Generative AI in Ecosystem Management

The design of ecosystems also influences the application of generative AI within Lewis’s team. He described a chatbot that facilitated real-time vendor support and allowed authorizers to query contract terms directly. This innovation addressed significant gaps where procurement files were often inaccessible, enhancing efficiency in environments marked by high turnover.

Initially skeptical, Lewis found that understanding the specific business problems being addressed transformed the chatbot from a mere trend into a valuable tool. “When you understand the business problems you’re trying to solve, it adds a lot more meat to what you’re delivering,” he noted. The initiative not only earned a CIO 100 award but also illustrated how generative AI can effectively resolve genuine challenges.

Revisiting Traditional Contracting

Lewis’s team also achieved success by reframing traditional contracting practices. They encountered a lump-sum project valued at $600,000 for an estimated 10,000 hours of work. Upon review, only 4,900 hours had been logged, effectively doubling the hourly rate. Without evidence, procurement teams had little leverage to challenge these inflated figures.

By employing generative AI to reconcile contract language, workforce data, and market benchmarks, Lewis’s team provided leaders with unprecedented transparency. “We’ve figured out that your blended rate should be $61 an hour, not $122.45, and here’s all the by-line item rates based on market assumptions,” he explained. This insight empowered owners to contest inflated rates while enabling vendors to demonstrate compliance with regulations.

Leadership in a Complex Ecosystem

The overarching message from Lewis is that ecosystems magnify both risks and rewards in technology adoption. For products to succeed, buy-in from multiple groups is essential. CIOs must cultivate processes that identify friction early, recognize failures openly, and root new technologies in real-world challenges.

“When you have an ecosystem-type product where it takes multiple user communities, the importance of these items gets amplified,” Lewis remarked. He encourages leaders to view discipline not as bureaucracy but as a protective measure. Implementing guardrails such as checkpoints and candid reversals may seem slow, but they prevent wasted efforts and build trust within the system.

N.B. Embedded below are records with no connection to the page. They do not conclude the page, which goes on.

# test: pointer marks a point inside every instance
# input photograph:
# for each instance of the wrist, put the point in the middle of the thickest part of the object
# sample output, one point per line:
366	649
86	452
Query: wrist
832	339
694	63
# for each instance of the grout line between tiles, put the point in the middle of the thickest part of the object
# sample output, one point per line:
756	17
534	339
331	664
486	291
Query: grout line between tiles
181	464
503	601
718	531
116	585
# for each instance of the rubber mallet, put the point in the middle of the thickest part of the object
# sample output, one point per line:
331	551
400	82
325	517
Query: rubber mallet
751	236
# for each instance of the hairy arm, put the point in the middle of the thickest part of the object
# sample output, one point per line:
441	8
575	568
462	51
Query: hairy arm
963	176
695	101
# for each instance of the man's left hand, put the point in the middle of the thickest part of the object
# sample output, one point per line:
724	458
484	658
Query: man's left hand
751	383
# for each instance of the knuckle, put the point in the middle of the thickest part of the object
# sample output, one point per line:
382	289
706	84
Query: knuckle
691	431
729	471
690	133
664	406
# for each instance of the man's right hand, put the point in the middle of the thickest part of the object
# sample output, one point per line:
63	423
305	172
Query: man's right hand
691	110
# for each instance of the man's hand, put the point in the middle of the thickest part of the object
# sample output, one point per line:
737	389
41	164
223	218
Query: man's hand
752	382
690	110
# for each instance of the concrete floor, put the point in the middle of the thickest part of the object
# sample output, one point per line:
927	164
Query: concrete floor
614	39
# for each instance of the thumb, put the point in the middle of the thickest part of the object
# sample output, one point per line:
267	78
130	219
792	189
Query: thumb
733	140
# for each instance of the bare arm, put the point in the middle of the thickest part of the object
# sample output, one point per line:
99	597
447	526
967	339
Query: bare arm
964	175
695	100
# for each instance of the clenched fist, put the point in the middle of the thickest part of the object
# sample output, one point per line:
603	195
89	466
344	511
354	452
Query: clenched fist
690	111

Ecosystems raise the stakes for decision-making in technology adoption. A feature that works for one group may fail another, leading to systemic breakdowns. Acknowledging mistakes early can save teams years of frustration and foster credibility by prioritizing evidence over personal pride. Guardrails that facilitate thoughtful decision-making become essential in environments where the cost of failure can escalate rapidly.

Through his experiences, Lewis highlights that success in technology is not just about innovation but also about collaborative problem-solving within complex ecosystems.